La stabilité implantaire à long terme dépend étroitement de la qualité de la régénération osseuse pé...

L'enjeu de la porosité des ciments phosphocalciques en implantologie

La stabilité implantaire à long terme dépend étroitement de la qualité de la régénération osseuse péri-implantaire. Si les ciments de phosphate de calcium (CPC) injectables offrent une excellente adaptation aux micro-rugosités de l'implant et un soutien structurel immédiat, leur application clinique se heurte à un obstacle majeur : une vitesse de résorption excessivement lente. Cette densité matricielle limite l'ingrowth osseux, restreignant souvent le taux de régénération à moins de 50 % du volume initial.

Pour lever ce verrou biologique, cette étude évalue l'intégration de carbonate de sodium anhydre (Na2CO3) à hauteur de 3 % en poids au sein d'une matrice composée d'α-phosphate tricalcique (α-TCP) et de phosphosérine (ratio 3:1). L'objectif précis est de déterminer si l'incorporation de sels de carbonate peut induire une porosité in situ performante pour améliorer la résorption du biomatériau.
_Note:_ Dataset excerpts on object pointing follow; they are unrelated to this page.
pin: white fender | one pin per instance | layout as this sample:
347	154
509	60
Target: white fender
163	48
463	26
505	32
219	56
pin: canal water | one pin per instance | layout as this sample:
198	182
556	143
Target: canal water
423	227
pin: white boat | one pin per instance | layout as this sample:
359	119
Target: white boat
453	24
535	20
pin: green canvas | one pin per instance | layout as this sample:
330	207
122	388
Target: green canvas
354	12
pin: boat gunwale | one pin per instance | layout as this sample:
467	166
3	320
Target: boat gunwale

Les chercheurs ont testé l'hypothèse qu'un mécanisme de moussage gazeux, déclenché par la libération de CO2 lors de l'hydratation, permettrait de créer une architecture poreuse interconnectée mimant l'os spongieux. Ce design vise à faciliter la migration cellulaire et l'angiogenèse, tout en évaluant le compromis critique entre cette nouvelle architecture poreuse et le maintien de l'intégrité biomécanique nécessaire à la stabilité primaire de l'implant.

Méthodologie de l’étude

Cette étude expérimentale in vitro évalue l’impact de l’incorporation de carbonate de sodium (Na2CO3) comme agent moussant in situ sur les propriétés d'un ciment au phosphate de calcium (CPC) injectable. L'objectif est de caractériser le compromis entre l'augmentation de la porosité et le maintien des propriétés biomécaniques nécessaires à la stabilité implantaire.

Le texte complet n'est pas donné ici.